Переход к финалу происходит через план распрямившейся женщины и лозунговый титр во весь экран: «Не хотим рожать! Не хотим землю кормить молоком!»

Скорое строительство дороги, которая вернет соль Сванетии и перевернет жизнь Сванетии, — вариант счастливой развязки этой трагической истории.

...что хорошо кончается
Вариант счастливого конца есть и в «Броненосце...» Эйзенштейна: «Потемкин» уходит непобежденным в открытое море.

Он есть и в «Матери» Пудовкина.

И в «Звенигоре» Довженко.

Счастливая развязка дается здесь вопреки историческому материалу, который лежит в основе сюжета. ‹…›

Дорога в древнюю Сванетию построена «веселым и умным строителем» — воображением художника.

Восторженные кадры финала — о том, как Сванетия, «земли голова», «дымами и боями охмеленная», поднялась.

Счастливый конец здесь условен и одновременно безыскусен, естествен. ‹…›

Человек с киноаппаратом
То, что впоследствии будет названо «невниманием к живому человеку», правильнее будет обозначить, как невнимание к индивидуальному сознанию.

В том водовороте исторических событий, что воспроизводит «Соль Сванетии», индивидуальному человеку просто нет места.

Лица, мелькающие на экране, говорят не о судьбах и чувствах: они символизируют некие общечеловеческие состояния — напряжение, гнев, скорбь, величие. Потому даются предельно обобщенно, почти скульптурно. Потому уравниваются в кадре с прочими объектами съемки — как одушевленными, так и неодушевленными.

Бывает, что буква становится словом и даже фразой. А вместе с тем, не перестает быть буквой, а то и просто звуком в других словах и фразах.

Человек, который вообще-то сам по себе — вселенная, может послужить элементом монтажной конструкции, ритмическим или пластическим знаком, наконец, просто звуком.

Собственно, в этом качестве присутствует «живой человек» и в «Броненосце „Потемкин“», и в «Земле», и в картинах Вертова.

Скажем поэтому об отсутствующем в кадре «живом человеке» — человеке с киноаппаратом — и о его роли в сюжете.
Он «выдает себя» уже в первых кадрах — острым ракурсом, неуравновешенной композицией, выбором выразительных ландшафтов, резкостью световых решений, обилием крупных планов.

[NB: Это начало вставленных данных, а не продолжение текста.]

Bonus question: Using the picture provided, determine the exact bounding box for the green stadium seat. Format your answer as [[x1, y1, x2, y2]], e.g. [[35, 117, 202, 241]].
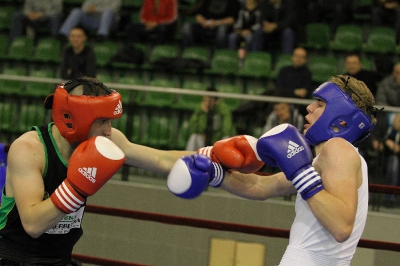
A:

Затем его роль, по мере углубления и расширения конфликта, становится все боже весомой, значительной. Обнажив природные исторические и социальные силы революционного взрыва, он сам приводит их в движение. Острыми ракурсами человек с киноаппаратом наклоняет горы так, что они вот-вот обрушатся.

Параллельный монтаж довершает дело. Противоборствующие силы приходят в непосредственное соприкосновение.
Расширение роли монтажа, его экспрессия — знак более полного овладения материалом, торжества над ним. Человек с киноаппаратом поэтому больше, чем только автор ленты — он ее герой. Он — лицо не только реальное, но и вымышленное. А вместе с тем опять же неиндивидуализированное.

Почти демонстративная субъективность человека с киноаппаратом — выражение не личного его характера или особенной в психологическом плане натуры. Она выражение чего-то внеличного.

Камера поочередно отождествляет себя то с высокими вершинами, то с лежащими внизу долинами, то с неподвижной башней, то с камнем, брошенным в расселину, то с теми сванами, что волокут соль наверх, то с теми, кто ее ждет... Это субъективность самой природы, ее материи, каждой ее частицы.

Живые и неживые объекты съемки — они же и субъекты съемки. Все они имеют свои «точки зрения», и каждая из них учтена и интегрирована в общей панораме, которой озирает самое себя природа.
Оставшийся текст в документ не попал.